How to perform equivalence tests in R

Anyone that’s taken an introductory statistics course has learned about hypothesis tests. Hypothesis tests are claims that we make about phenomena. Hypothesis tests allow us to make statements about whether the means or variances of data are equal to a unique value, or whether two groups of data are different.

Hypothesis tests are framed in terms of null and alternative hypotheses. The null hypothesis represents the hypothesis being tested. The null hypothesis is assumed to be true, but your data may provide evidence against it.

The alternative hypothesis represents the hypothesis that may be supported based on your data. Every hypothesis test results in one of two outcomes:

The null hypothesis is rejected (i.e., the data support the alternative)
The null hypothesis is accepted, or we fail to reject the null hypothesis (i.e., the data support the null).

Often more preferable over these “legacy” hypothesis tests, especially when evaluating models, is the use of equivalence tests. In hypothesis tests, the null states no difference between population means. Which from a model validation perspective indicates that the mean of the model outcomes is that same as the observations, or some other model being compared to.

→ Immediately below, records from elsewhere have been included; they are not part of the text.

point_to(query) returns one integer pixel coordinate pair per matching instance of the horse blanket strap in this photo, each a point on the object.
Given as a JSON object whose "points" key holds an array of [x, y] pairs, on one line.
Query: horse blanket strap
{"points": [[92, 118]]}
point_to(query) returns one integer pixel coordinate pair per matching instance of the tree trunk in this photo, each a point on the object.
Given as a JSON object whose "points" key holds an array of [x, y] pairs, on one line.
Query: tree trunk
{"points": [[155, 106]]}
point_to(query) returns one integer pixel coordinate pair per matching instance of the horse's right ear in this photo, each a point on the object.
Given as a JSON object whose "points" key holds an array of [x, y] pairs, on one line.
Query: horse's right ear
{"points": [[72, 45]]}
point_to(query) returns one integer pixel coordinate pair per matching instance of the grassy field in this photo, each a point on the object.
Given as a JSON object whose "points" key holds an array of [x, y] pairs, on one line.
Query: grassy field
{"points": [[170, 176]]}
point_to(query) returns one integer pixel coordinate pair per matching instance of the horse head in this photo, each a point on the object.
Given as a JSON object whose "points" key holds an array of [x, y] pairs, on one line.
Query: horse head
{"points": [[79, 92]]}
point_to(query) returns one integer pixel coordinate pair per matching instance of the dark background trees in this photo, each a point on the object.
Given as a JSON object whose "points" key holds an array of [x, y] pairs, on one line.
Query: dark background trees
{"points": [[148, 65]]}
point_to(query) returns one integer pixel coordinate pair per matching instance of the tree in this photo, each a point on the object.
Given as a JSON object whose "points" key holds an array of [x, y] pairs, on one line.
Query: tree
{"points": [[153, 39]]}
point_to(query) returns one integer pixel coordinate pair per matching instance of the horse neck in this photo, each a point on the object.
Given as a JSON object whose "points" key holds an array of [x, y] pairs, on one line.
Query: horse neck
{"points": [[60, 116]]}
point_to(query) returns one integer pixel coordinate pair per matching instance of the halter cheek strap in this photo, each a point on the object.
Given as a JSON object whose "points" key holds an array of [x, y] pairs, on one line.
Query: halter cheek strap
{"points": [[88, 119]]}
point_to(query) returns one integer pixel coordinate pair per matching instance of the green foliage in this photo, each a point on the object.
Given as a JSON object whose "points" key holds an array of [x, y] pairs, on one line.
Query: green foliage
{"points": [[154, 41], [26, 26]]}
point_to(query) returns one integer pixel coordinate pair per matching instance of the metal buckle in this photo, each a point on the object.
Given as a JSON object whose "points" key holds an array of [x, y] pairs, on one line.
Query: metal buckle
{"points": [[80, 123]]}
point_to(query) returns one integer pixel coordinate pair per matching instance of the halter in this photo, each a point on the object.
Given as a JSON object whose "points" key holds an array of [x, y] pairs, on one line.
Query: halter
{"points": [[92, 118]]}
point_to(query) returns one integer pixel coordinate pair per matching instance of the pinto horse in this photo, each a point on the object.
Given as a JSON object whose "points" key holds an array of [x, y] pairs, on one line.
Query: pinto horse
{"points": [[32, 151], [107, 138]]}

In their 2005 paper, Robinson and Froese describe hypothesis tests as being problematic because “the burden of proof seems to be invested in the wrong side of the hypothesis.” Equivalence tests combat this problem, by “flipping the burden of proof” towards the model. Equivalence tests allow a dissimilarity region based on a specified threshold to generate disagreement between two values. In other words, the “null” hypothesis in an equivalence test assumes the two values are not similar, while the “alternative” indicates the two values are similar.

This post presents an application of equivalence tests comparing two estimates of tree biomass, with the supporting code in R.

Aspen biomass data

Twenty aspen trees from Minnesota, USA are used as example data. On these trees, diameter at breast height ranged from 6.7 to 13.0 inches. We seek to compare predictions of aboveground tree biomass from two different models. The first model makes predictions from the Component Ratio Method (CRM). A set of regional volume equations drive the CRM approach, which are then converted to tree biomass. The second model makes predictions from the National Scale Volume-Biomass Estimators (NSVB), a recently developed set of equations that replaced the CRM equations in estimates provided by the USDA Forest Service.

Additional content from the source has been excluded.